Independent Australian and global macro analysis

Tuesday, June 4, 2024

Australian GDP 0.1% in Q1

Australian economic growth remained weak in early 2024 following a material slowdown last year. Real GDP growth was weaker than expected at 0.1% in the March quarter (vs 0.2% forecast), down from an upwardly revised 0.3% pace in the final quarter of 2023. Year-ended growth moderated from 1.6% to 1.1%, now tracking below the RBA's forecast trajectory. Excluding the Covid period, this was Australia's slowest annual growth rate since 1992 - but from a global perspective, this was a mid-table performance. 



Australian domestic demand slowed further expanding by just 0.2% quarter-on-quarter - its softest outturn excluding the pandemic lockdowns since early 2019 - though year-ended growth is still a respectable 2.3%. Within domestic demand, household consumption (0.4%q/q, 1.3%Y/Y) was the main driver of growth - a surprising outcome given cost-of-living pressures and higher interest rates. 

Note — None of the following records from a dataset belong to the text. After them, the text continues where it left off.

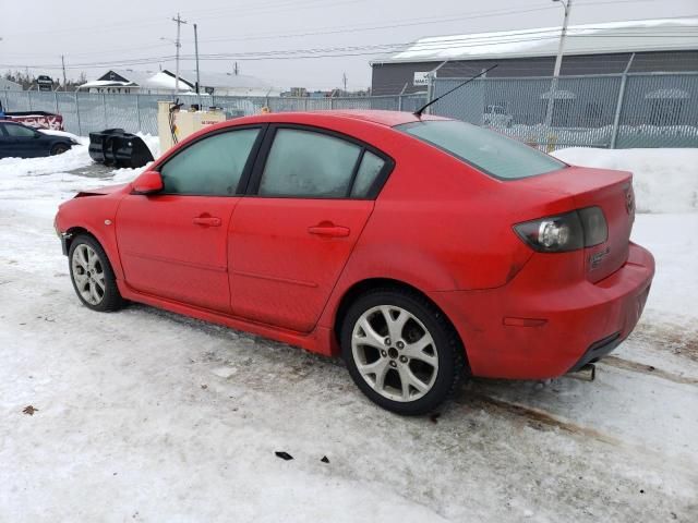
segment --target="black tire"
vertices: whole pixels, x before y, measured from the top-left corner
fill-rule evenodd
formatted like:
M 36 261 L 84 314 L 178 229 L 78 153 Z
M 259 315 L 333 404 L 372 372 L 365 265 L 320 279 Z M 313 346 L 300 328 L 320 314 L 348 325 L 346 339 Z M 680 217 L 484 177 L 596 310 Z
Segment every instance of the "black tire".
M 51 156 L 62 155 L 69 149 L 70 149 L 70 145 L 56 144 L 53 147 L 51 147 Z
M 425 333 L 431 335 L 434 341 L 433 353 L 437 357 L 438 362 L 437 370 L 435 372 L 436 377 L 435 379 L 432 377 L 433 384 L 431 385 L 431 389 L 420 398 L 404 401 L 396 401 L 386 398 L 374 389 L 375 382 L 370 385 L 359 370 L 351 342 L 354 333 L 354 327 L 357 327 L 357 321 L 364 315 L 364 313 L 369 313 L 374 307 L 380 306 L 394 306 L 408 312 L 417 320 L 421 321 L 422 327 L 425 328 Z M 406 327 L 402 329 L 405 328 Z M 393 340 L 392 343 L 394 342 L 395 341 Z M 433 412 L 457 389 L 458 384 L 465 374 L 464 368 L 466 367 L 466 354 L 458 333 L 444 314 L 433 303 L 421 294 L 409 289 L 381 288 L 360 295 L 350 305 L 344 317 L 340 331 L 340 344 L 342 357 L 347 363 L 349 374 L 359 389 L 361 389 L 361 391 L 377 405 L 401 415 L 420 415 Z M 404 344 L 402 346 L 405 348 L 406 345 Z M 365 351 L 365 349 L 361 350 Z M 395 358 L 396 356 L 390 356 L 388 350 L 388 363 L 393 365 L 393 363 L 389 362 L 390 357 Z M 398 357 L 401 362 L 401 356 Z M 414 361 L 408 358 L 407 365 L 411 365 L 413 362 Z M 366 363 L 364 362 L 364 364 Z M 396 366 L 399 365 L 398 361 L 395 361 L 395 364 Z M 387 373 L 390 372 L 390 369 L 387 370 Z M 393 372 L 399 375 L 399 379 L 401 381 L 402 375 L 398 369 L 394 369 Z M 377 379 L 377 375 L 375 375 L 375 378 Z M 388 378 L 386 375 L 385 381 L 387 382 L 387 380 Z
M 91 303 L 83 295 L 83 293 L 88 293 L 88 291 L 86 291 L 85 289 L 89 289 L 89 283 L 81 290 L 79 289 L 79 283 L 75 281 L 76 273 L 74 272 L 74 270 L 80 271 L 81 268 L 74 267 L 75 264 L 73 263 L 73 257 L 76 256 L 75 253 L 79 248 L 82 252 L 83 247 L 81 246 L 86 246 L 91 248 L 97 255 L 98 265 L 95 264 L 95 270 L 100 271 L 99 276 L 104 275 L 104 291 L 100 291 L 100 288 L 96 291 L 97 293 L 99 293 L 99 297 L 100 297 L 100 300 L 97 303 Z M 123 307 L 123 305 L 125 304 L 125 301 L 123 300 L 123 297 L 121 297 L 121 293 L 119 293 L 119 288 L 117 287 L 117 279 L 113 275 L 113 269 L 111 268 L 111 264 L 109 263 L 107 253 L 105 253 L 105 250 L 101 248 L 101 245 L 99 245 L 99 242 L 97 242 L 97 240 L 95 240 L 93 236 L 91 236 L 89 234 L 79 234 L 73 239 L 73 241 L 70 244 L 70 251 L 68 253 L 68 266 L 70 269 L 70 280 L 73 283 L 73 289 L 75 290 L 75 294 L 77 294 L 77 297 L 80 299 L 80 301 L 83 302 L 83 304 L 87 308 L 91 308 L 92 311 L 106 313 L 111 311 L 118 311 L 121 307 Z M 81 273 L 80 276 L 83 276 L 83 275 Z M 77 278 L 80 278 L 80 276 L 77 276 Z M 96 285 L 96 282 L 92 282 L 92 284 Z M 97 289 L 99 285 L 96 285 L 95 289 Z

While still tepid, the March quarter outcome and earlier revisions paint a picture of household consumption being more resilient than previously estimated. An improving dynamic around real incomes (due to inflation slowing); a reduction in saving (household saving ratio decline from 1.6% to 0.9%); and some one-off factors appear to have boosted household consumption; notably, services spending accelerated by 1.1%q/q - its fastest rise since Q4 2022 - as overseas travel picked up and major events (Taylor Swift tour, Australian Open) were strongly attended. 


Across the other components in Q1, business investment (-0.7%) saw its first decline since Q3 2021, driven by weakness in non-residential construction (-4%). Dwelling investment remained weak (-0.5%) with alterations continuing to unwind while supply constraints and higher interest rates are weighing on new home building. Public demand (0.6%) lifted on medical services spending and government support measures for the cost of living. Meanwhile, a rebuilding of inventories added strongly to quarterly growth (+0.7ppt); however, that was offset by a large deduction from net exports (-0.9ppt). 

More to come.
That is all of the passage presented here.